From just chemotherapy to molecular and immune focused therapies, the landscape of non-small cell lung cancer (NSCLC) has drastically changed over the course of the last 10 years according to Heather Wakelee, MD.
Heather Wakelee, MD
From just chemotherapy to molecular and immune focused therapies, the landscape of treatment for nonsmall cell lung cancer (NSCLC) has drastically changed over the course of the last 10 years according to Heather Wakelee, MD.
“Over the last 6 months alone, a whole new paradigm for treatment with immunotherapy has emerged in lung cancer. If we reflect on the previous decade, our focus has really been on molecularly targeted therapies,” said Wakelee, MD, associate professor of Medicine (Oncology) at Stanford University Medical Center. “Fifteen years ago, no one would have ever conceived that we would be targeting treatment the way we are now. When EGFR first came about, we needed to think, all of a sudden, about every patient in the context of what their driver mutation is and determining how to treat that mutation.”
Wakelee adds that checkpoint inhibitors have also changed the game for NSCLC treatment, citing the inhibitors have made medical professionals start to think of all patients in terms of which immunotherapies will work in each context with each patient.
She also points out that when immunotherapies are used in combination with chemotherapy, the benefit to patients is great.

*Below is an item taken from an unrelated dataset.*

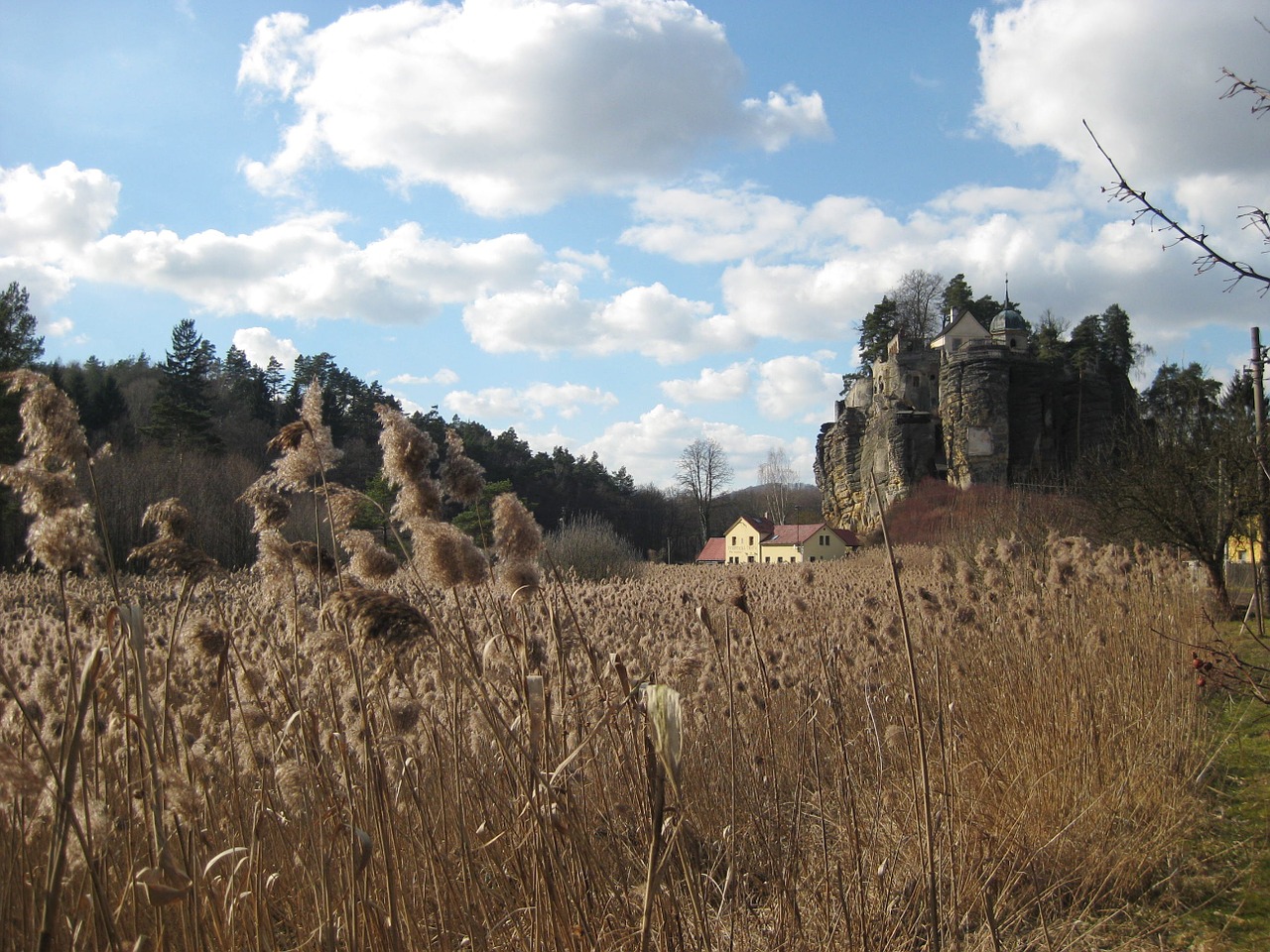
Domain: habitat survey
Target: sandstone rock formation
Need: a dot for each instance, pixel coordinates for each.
(987, 412)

“By just using [immunotherapies] as single agents in patients who have already received chemotherapy, we are probably only helping 20% of patients. It is the combination of these therapies with each agent that is really the next wave. That's really one of the most promising fronts,” she said. “We also may be able to combine these agents with chemotherapy. Initially, the philosophy was, “If chemotherapy is going to suppress the immune system, we certainly don’t want to be combining it with immunotherapies, which are theoretically ramping up the immune system, because it could negate the effect.” However, the data that we have thus far actually look pretty encouraging for the chemoimmunotherapy combinations.”

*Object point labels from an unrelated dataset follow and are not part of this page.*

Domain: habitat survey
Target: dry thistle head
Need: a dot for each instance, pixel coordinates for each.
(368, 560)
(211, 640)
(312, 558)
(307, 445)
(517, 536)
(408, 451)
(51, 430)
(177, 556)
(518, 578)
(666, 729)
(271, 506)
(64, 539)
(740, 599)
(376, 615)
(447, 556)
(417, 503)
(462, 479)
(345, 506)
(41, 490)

In 2015 alone, the FDA has authorized marketing for checkpoint inhibitors such as pembrolizumab (Keytruda) and nivolumab (Opdivo) to be used in treatment of patients with pretreated advanced NSCLC across all histologies. Alongside these treatments is also the PD-L1 inhibitor atezolizumab (MPDL3280A), whose data was presented at the 2015 European Cancer Congress. The presentation showed that patients with newly diagnosed metastatic NSCLC had double the expected response when atezolizumab was added to chemotherapy in a phase Ib study.

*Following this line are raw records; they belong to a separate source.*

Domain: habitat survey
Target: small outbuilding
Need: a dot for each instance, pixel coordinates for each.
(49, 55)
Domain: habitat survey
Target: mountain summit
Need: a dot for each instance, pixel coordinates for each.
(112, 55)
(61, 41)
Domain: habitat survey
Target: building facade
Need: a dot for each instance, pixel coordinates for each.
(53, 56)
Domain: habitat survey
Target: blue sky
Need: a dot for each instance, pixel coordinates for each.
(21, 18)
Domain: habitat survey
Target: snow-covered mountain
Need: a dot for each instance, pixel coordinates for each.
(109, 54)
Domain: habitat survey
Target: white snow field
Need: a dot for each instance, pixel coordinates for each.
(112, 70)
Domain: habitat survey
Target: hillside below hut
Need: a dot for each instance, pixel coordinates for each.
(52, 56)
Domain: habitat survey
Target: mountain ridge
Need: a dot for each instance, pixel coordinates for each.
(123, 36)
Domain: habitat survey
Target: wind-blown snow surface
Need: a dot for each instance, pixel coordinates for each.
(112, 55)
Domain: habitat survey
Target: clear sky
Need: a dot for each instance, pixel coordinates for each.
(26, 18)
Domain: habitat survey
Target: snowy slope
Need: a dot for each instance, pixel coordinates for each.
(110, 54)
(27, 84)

Regarding challenges in the future treatment of lung cancer with immunotherapies, Wakelee cites the nuances of biomarkers and getting the paradigm of treatment right for patients.
“Patient selection is a challenge. There is still a lot of controversy regarding this because we do not yet have a great biomarker. We have a biomarker for PD-L1 testing, but the nuances of it are such that there really isn’t one PD-L1 test. There are many different PD-L1 tests, and they do not all agree with each other. It can be difficult to determine which information is accurate. Even with the best assays, we are still excluding up to 10% or even more of patients who would benefit,” she said. “Even with the selection, not everyone is benefitting. Therefore, it is a reasonable biomarker, but it is not a great one in the way we are used to thinking about with molecularly targeted therapy.”